8. Maintain a Neutral Spine


If you watch one hundred people at your local gym perform the squat or deadlift, chances are most of them either flex or overextend their spine when performing these exercises. While some coaches will tell you that it's no problem to perform these movements with a somewhat flexed spine, others will tell you to always strive for a nice neutral (straight) back position.

When I teach the deadlift and squat to beginners, I'll always have them strive for a neutral back position. Not because I'm overly concerned about the potential dangers associated with having a flexed spine when lifting, but because I've found that it's much easier for the trainee to get into a good movement pattern. He also avoids putting excessive load on his lower back and gets his glutes working correctly if he lifts with a neutral spine.

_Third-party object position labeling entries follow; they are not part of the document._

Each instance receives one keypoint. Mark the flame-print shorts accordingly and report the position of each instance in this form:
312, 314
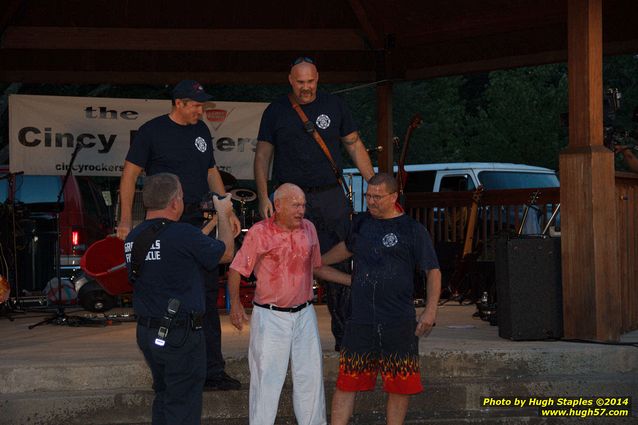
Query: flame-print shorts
391, 349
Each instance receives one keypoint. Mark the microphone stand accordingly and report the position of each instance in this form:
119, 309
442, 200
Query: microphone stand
10, 308
60, 318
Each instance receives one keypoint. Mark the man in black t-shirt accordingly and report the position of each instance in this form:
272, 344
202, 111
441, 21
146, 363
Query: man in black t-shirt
382, 332
298, 159
180, 143
171, 264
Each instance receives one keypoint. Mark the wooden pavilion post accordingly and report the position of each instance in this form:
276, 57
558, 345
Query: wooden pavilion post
591, 287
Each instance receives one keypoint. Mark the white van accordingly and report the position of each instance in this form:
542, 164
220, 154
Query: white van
459, 176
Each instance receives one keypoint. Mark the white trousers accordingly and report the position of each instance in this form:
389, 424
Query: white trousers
275, 338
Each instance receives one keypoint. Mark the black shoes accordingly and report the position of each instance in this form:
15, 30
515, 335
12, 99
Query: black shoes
222, 383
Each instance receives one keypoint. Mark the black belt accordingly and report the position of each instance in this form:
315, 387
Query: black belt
195, 322
190, 208
322, 188
285, 309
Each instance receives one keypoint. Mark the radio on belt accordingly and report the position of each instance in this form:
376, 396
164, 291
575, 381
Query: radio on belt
162, 332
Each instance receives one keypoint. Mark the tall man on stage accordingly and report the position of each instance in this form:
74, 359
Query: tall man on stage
382, 334
180, 143
299, 159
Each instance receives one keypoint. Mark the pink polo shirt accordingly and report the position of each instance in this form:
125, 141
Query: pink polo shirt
282, 260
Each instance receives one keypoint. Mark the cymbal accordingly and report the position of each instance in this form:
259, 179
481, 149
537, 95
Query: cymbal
243, 195
228, 179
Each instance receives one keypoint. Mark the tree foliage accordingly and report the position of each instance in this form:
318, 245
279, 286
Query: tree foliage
505, 116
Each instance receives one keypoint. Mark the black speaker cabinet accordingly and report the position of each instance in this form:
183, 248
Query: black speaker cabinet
529, 288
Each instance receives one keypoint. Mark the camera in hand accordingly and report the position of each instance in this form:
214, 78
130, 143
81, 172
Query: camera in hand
206, 205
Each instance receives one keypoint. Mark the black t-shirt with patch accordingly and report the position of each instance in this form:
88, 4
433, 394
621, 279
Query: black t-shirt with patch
387, 253
298, 158
163, 146
175, 267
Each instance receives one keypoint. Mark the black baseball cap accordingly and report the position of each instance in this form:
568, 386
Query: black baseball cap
190, 89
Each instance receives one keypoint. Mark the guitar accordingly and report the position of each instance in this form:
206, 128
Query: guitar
402, 175
5, 289
468, 256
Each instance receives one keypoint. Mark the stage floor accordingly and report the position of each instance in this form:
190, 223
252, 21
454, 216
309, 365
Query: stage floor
456, 329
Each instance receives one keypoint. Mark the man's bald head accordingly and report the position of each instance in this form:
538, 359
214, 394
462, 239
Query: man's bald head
287, 190
290, 206
303, 79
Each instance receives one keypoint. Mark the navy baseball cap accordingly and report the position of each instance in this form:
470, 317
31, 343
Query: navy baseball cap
190, 89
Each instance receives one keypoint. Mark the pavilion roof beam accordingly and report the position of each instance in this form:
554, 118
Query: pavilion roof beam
372, 34
164, 39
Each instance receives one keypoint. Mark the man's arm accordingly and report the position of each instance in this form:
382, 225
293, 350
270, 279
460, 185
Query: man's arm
263, 158
127, 193
237, 313
216, 184
337, 254
357, 151
224, 208
427, 319
332, 275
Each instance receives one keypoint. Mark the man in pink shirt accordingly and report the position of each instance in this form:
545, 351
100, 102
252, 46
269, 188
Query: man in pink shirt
283, 251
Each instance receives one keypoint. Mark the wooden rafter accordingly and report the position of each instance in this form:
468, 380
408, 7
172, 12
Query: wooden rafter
165, 39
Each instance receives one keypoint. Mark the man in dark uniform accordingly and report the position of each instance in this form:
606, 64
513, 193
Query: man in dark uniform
172, 259
298, 159
382, 332
180, 143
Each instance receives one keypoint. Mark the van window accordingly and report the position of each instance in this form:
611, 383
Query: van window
88, 200
494, 180
456, 183
33, 189
420, 181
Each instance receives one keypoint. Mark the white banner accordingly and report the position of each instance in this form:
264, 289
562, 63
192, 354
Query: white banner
44, 130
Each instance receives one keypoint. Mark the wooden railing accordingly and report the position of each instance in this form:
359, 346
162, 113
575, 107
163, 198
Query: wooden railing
627, 256
500, 212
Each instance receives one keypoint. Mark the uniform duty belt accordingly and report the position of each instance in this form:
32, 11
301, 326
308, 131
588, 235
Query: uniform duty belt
155, 322
285, 309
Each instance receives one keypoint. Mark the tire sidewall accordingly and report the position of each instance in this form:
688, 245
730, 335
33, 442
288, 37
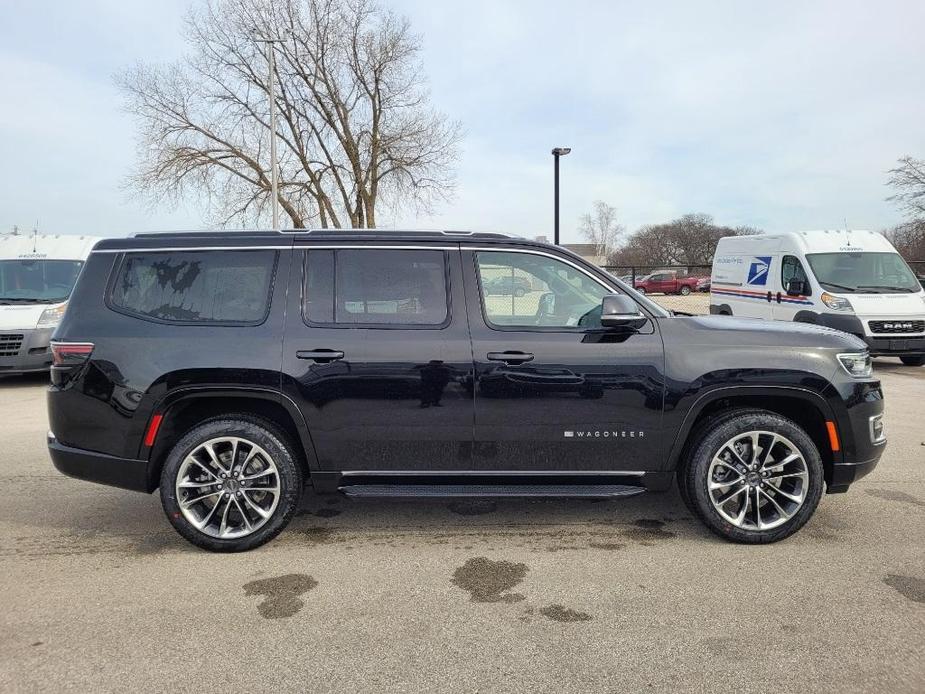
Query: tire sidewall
709, 445
264, 435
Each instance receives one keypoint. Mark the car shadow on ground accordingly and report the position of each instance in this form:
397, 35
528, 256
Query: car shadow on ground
22, 381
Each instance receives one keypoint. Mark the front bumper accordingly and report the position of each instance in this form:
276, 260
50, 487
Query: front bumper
862, 402
846, 474
91, 466
895, 346
24, 351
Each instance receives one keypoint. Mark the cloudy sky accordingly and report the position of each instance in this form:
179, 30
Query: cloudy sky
781, 115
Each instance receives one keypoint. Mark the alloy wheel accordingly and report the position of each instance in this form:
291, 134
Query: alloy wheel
228, 487
758, 480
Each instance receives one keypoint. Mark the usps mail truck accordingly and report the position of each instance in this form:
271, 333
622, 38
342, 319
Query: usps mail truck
853, 281
37, 273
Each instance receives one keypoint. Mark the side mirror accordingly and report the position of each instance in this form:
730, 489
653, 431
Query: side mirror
620, 311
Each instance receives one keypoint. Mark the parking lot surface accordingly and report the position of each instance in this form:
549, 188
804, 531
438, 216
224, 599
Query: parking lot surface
99, 593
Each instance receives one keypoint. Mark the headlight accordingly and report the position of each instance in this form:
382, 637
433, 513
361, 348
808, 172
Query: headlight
857, 364
836, 303
51, 316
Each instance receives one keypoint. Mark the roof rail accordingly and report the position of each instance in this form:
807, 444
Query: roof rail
401, 232
381, 233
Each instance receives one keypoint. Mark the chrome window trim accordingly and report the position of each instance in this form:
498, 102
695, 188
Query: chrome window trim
493, 473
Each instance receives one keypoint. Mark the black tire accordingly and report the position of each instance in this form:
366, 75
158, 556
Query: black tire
264, 434
706, 442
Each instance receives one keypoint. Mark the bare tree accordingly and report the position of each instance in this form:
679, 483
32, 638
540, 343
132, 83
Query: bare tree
688, 240
355, 127
908, 179
909, 240
601, 228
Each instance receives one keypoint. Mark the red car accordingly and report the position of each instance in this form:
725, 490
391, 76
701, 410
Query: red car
666, 282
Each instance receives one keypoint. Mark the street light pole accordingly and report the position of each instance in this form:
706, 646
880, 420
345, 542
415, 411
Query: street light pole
274, 167
556, 153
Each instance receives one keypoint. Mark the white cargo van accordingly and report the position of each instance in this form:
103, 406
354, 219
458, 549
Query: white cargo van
37, 273
853, 281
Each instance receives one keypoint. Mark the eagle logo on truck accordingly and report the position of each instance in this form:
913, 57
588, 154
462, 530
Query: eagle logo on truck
758, 270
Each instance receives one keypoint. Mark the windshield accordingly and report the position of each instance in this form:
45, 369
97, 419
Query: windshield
866, 273
37, 281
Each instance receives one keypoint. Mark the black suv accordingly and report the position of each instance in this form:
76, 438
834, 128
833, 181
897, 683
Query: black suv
228, 369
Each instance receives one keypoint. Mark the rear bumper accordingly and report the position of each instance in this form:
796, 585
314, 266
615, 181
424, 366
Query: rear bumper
24, 351
125, 473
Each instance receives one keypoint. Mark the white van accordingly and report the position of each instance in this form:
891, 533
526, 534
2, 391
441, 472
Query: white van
37, 273
853, 281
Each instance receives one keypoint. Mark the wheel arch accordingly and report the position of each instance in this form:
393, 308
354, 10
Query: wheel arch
183, 409
805, 407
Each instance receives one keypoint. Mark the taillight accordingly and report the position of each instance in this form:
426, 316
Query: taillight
70, 353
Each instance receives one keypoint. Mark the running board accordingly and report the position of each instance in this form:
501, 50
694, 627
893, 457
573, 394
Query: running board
450, 491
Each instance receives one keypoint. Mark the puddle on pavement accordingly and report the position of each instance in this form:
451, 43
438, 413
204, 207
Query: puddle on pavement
560, 613
910, 587
489, 581
281, 594
890, 495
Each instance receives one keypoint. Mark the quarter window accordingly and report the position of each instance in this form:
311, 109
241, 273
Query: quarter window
527, 290
196, 286
366, 287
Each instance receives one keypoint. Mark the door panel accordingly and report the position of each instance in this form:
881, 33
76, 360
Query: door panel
553, 390
401, 396
785, 307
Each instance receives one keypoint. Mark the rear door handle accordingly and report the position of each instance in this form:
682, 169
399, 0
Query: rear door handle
322, 356
510, 357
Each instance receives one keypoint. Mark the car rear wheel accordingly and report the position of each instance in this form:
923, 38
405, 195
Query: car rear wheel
231, 484
753, 476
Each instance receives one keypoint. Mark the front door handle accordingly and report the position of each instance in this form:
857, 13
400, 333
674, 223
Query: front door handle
510, 357
322, 356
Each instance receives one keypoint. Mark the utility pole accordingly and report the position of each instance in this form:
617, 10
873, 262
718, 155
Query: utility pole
556, 153
274, 166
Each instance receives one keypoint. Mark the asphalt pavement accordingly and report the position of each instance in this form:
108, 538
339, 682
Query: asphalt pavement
99, 593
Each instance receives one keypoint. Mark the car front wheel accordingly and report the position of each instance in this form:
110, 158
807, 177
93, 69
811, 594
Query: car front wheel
231, 484
753, 476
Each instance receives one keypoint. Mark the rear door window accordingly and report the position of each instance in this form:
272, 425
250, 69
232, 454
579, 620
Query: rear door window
190, 287
376, 288
792, 269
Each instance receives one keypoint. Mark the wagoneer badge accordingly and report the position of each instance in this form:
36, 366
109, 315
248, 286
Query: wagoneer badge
603, 434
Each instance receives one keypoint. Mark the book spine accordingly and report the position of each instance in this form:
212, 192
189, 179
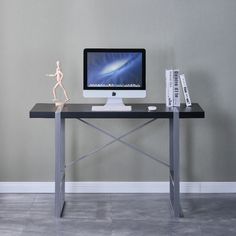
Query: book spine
185, 90
169, 88
176, 92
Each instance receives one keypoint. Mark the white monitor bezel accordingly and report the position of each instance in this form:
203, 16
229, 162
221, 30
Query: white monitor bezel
115, 92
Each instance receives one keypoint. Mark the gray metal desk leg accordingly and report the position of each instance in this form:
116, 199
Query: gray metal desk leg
59, 163
174, 164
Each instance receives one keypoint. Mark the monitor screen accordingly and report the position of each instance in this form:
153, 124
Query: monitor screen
114, 69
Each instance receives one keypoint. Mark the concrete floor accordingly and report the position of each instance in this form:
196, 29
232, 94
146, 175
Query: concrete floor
117, 215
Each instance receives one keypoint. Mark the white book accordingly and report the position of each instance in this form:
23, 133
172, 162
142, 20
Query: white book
169, 88
185, 90
176, 92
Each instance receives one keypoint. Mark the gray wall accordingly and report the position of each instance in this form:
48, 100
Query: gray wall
198, 37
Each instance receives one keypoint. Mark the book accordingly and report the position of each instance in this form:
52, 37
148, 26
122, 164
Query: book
185, 90
172, 88
176, 92
169, 88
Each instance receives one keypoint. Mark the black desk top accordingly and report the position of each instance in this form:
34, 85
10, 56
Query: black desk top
47, 110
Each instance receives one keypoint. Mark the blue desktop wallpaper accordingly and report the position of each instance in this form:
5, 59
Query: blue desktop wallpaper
114, 69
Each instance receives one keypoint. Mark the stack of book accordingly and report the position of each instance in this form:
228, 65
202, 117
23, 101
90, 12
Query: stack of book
173, 79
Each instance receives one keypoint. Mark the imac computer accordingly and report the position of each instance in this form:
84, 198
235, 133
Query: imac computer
114, 74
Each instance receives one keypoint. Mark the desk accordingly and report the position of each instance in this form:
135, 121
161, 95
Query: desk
83, 111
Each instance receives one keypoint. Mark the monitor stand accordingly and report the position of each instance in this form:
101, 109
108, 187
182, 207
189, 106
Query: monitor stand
112, 104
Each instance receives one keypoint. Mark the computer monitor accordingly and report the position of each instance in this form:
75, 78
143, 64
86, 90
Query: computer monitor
114, 74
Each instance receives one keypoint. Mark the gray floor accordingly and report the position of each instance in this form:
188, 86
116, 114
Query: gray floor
117, 214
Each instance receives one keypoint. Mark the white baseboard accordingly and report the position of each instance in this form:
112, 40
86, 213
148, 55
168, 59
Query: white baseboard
118, 187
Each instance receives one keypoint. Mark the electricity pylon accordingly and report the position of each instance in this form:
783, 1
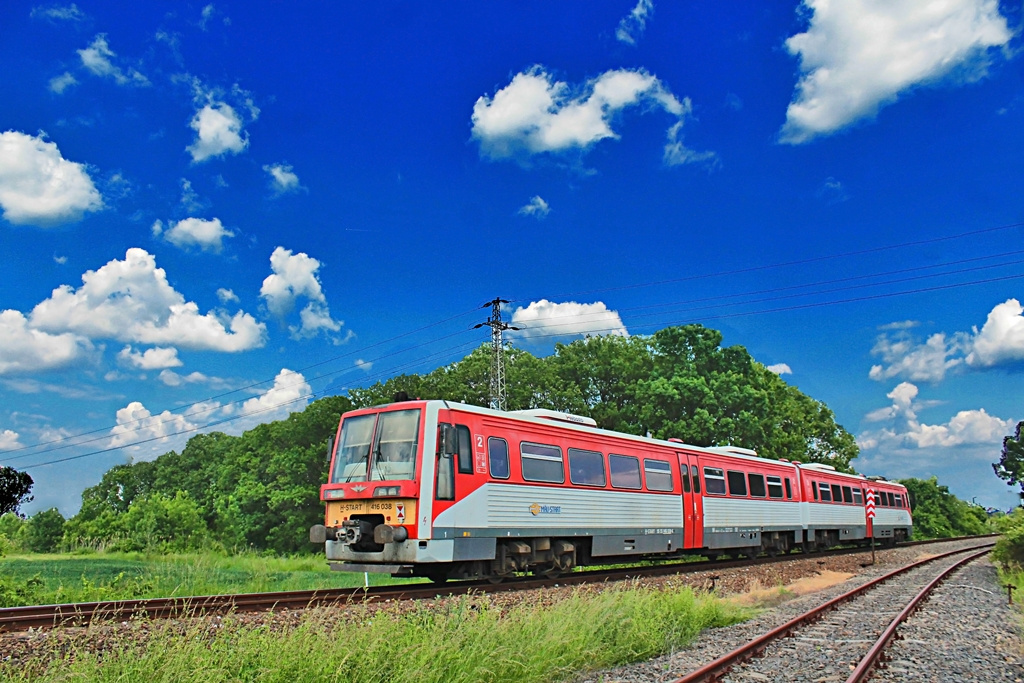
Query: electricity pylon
497, 351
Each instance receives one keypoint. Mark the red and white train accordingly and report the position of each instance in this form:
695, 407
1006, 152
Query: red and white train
448, 491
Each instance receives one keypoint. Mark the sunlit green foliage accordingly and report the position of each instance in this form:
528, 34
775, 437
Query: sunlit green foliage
939, 514
463, 642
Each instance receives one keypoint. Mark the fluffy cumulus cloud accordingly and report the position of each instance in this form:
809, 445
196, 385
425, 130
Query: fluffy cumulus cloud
131, 301
39, 186
9, 439
998, 342
537, 208
632, 27
206, 235
906, 430
218, 132
294, 276
283, 179
858, 55
536, 114
98, 58
24, 349
152, 358
549, 319
144, 435
780, 369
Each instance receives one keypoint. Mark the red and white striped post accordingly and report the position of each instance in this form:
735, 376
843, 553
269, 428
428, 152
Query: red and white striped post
869, 516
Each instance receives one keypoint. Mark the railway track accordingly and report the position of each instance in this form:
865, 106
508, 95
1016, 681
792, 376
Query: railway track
856, 628
39, 616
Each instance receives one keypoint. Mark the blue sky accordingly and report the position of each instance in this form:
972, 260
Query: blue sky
213, 213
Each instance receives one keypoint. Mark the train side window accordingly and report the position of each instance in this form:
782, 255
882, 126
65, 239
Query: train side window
587, 468
714, 480
542, 463
737, 482
625, 471
444, 484
658, 474
498, 457
465, 450
757, 482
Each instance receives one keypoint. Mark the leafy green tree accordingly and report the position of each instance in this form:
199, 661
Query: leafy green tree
1011, 465
44, 530
14, 489
939, 514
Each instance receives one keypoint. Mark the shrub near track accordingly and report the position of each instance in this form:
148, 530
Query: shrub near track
460, 640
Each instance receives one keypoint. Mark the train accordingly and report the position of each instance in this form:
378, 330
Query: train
449, 491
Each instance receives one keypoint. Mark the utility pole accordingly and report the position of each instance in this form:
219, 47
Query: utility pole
497, 351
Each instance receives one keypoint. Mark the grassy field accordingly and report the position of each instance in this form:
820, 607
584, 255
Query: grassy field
462, 640
51, 579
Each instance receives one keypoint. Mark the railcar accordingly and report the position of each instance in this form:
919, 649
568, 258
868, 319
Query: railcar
448, 491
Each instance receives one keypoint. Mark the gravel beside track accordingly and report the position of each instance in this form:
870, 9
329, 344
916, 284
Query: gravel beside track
20, 647
984, 633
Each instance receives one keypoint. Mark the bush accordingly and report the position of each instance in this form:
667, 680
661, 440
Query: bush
1009, 550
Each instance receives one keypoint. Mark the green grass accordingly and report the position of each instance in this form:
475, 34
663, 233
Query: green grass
466, 640
53, 579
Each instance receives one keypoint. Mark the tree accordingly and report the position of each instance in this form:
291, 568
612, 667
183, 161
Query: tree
14, 488
1011, 465
44, 530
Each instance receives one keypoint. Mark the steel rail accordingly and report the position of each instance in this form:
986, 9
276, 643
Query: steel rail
36, 616
875, 655
715, 670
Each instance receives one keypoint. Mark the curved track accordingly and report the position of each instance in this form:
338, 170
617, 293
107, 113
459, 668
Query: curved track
766, 658
23, 619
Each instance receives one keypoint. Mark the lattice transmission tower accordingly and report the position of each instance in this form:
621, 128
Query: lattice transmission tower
498, 326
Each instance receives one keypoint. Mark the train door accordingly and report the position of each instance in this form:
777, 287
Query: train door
692, 502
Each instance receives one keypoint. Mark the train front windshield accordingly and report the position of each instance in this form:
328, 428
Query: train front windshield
378, 447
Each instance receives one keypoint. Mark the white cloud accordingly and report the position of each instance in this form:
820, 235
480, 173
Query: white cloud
207, 235
546, 318
9, 440
535, 114
858, 55
97, 58
1000, 339
39, 186
131, 301
226, 296
632, 27
57, 13
24, 349
537, 208
294, 275
283, 179
290, 392
153, 358
60, 83
902, 356
965, 428
218, 130
167, 431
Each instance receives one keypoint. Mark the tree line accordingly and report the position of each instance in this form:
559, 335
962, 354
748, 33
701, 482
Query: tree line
261, 489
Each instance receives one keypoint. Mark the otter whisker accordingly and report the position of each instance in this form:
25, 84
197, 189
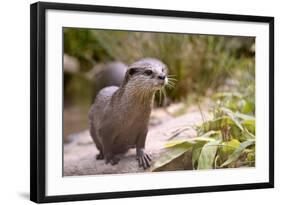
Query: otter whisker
171, 79
165, 95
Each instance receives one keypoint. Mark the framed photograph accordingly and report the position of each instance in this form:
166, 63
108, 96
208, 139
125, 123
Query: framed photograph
129, 102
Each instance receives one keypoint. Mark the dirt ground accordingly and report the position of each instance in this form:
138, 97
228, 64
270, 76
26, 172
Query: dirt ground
80, 153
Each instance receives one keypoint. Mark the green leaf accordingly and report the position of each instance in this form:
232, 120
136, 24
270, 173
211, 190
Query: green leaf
243, 116
250, 125
232, 116
171, 153
237, 152
174, 143
207, 156
196, 150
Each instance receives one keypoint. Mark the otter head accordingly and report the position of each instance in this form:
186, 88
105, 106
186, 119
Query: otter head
147, 74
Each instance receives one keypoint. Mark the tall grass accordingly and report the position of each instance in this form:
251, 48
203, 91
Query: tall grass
199, 62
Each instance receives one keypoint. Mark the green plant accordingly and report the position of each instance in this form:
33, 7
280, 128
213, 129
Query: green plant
226, 140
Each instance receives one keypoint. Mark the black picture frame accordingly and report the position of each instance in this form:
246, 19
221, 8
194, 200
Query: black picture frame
38, 100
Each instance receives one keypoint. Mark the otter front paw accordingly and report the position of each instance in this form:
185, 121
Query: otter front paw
111, 159
99, 156
143, 159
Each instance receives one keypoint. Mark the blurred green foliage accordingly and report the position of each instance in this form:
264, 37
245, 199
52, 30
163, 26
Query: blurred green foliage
200, 63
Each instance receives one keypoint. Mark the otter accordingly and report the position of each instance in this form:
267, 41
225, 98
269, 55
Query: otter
119, 116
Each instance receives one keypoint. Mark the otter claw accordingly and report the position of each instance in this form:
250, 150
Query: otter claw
99, 156
143, 159
112, 160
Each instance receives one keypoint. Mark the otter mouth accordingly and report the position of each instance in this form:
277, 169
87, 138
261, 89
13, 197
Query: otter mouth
163, 82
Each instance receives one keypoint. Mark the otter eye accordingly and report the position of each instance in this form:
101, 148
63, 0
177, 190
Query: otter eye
132, 71
148, 72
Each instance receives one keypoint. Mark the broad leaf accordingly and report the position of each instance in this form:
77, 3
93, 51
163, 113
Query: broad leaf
207, 155
237, 152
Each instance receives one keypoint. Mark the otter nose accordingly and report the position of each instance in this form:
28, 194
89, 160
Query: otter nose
162, 77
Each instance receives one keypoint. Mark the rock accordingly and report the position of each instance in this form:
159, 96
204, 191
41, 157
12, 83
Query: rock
108, 74
80, 154
70, 64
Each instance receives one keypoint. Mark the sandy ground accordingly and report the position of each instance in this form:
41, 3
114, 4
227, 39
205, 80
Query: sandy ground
79, 154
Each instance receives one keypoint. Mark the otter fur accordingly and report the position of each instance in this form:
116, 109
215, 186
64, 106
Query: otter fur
119, 116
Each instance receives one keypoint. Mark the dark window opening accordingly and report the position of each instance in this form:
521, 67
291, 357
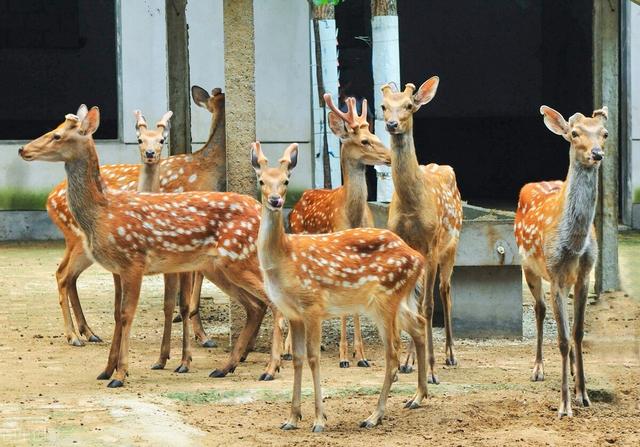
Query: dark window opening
54, 57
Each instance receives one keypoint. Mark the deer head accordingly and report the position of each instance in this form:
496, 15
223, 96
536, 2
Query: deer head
273, 181
67, 142
151, 141
586, 135
398, 107
358, 143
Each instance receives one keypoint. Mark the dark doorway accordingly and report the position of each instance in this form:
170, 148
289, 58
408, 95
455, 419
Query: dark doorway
498, 62
55, 56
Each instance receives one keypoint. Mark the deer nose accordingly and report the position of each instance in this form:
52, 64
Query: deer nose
597, 153
392, 125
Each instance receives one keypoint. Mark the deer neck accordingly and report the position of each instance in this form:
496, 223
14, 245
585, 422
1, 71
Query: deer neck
579, 195
149, 178
405, 169
355, 191
272, 240
85, 190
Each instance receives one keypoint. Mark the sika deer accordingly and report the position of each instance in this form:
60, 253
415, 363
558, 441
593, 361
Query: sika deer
426, 210
134, 234
202, 170
328, 211
556, 237
314, 277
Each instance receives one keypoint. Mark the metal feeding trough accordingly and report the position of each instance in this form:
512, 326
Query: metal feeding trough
487, 279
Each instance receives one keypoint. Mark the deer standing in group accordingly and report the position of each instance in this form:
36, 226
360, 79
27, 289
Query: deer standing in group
426, 209
202, 170
314, 277
328, 211
556, 237
134, 234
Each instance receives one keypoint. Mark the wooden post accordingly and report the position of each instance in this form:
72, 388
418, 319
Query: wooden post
178, 76
239, 73
606, 76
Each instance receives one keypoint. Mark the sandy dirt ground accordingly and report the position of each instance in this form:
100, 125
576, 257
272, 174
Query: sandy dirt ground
49, 394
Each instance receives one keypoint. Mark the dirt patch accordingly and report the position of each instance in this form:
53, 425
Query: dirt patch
49, 395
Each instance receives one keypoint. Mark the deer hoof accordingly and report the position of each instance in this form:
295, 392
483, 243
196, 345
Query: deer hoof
265, 377
208, 343
216, 373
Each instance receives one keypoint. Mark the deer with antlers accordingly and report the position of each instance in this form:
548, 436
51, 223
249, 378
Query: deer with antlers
328, 211
202, 170
557, 242
314, 277
133, 234
426, 209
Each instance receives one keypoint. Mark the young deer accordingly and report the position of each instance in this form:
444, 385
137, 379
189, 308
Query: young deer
328, 211
134, 234
314, 277
556, 237
203, 170
425, 210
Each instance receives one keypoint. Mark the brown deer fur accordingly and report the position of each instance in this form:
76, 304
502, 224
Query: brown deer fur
327, 211
426, 209
556, 237
313, 277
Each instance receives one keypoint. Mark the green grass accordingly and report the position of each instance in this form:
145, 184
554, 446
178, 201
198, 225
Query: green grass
22, 199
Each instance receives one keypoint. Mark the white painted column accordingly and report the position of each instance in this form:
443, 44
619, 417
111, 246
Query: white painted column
329, 51
385, 61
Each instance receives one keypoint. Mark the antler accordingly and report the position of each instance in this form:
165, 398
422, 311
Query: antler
164, 121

The best strategy for achieving this position varies from person to person. For someone with a normal (neutral/slight anterior pelvic tilt) or posteriorly tilted pelvis, it's useful to think about arching the back, or perhaps even better, pulling the chest tall. For someone with excessive anterior pelvic tilt, getting the chest up is still important, but focusing on arching the back may be a mistake, as this can quickly lead to overextension of the lumbar spine.

As for the position of the neck/head, many of the strongest deadlifters and squatters in the world look straight ahead, tuck their chin and maintain a neutral neck position. It's arguable whether this is absolutely necessary, but it's generally the more accepted way to position your neck and head.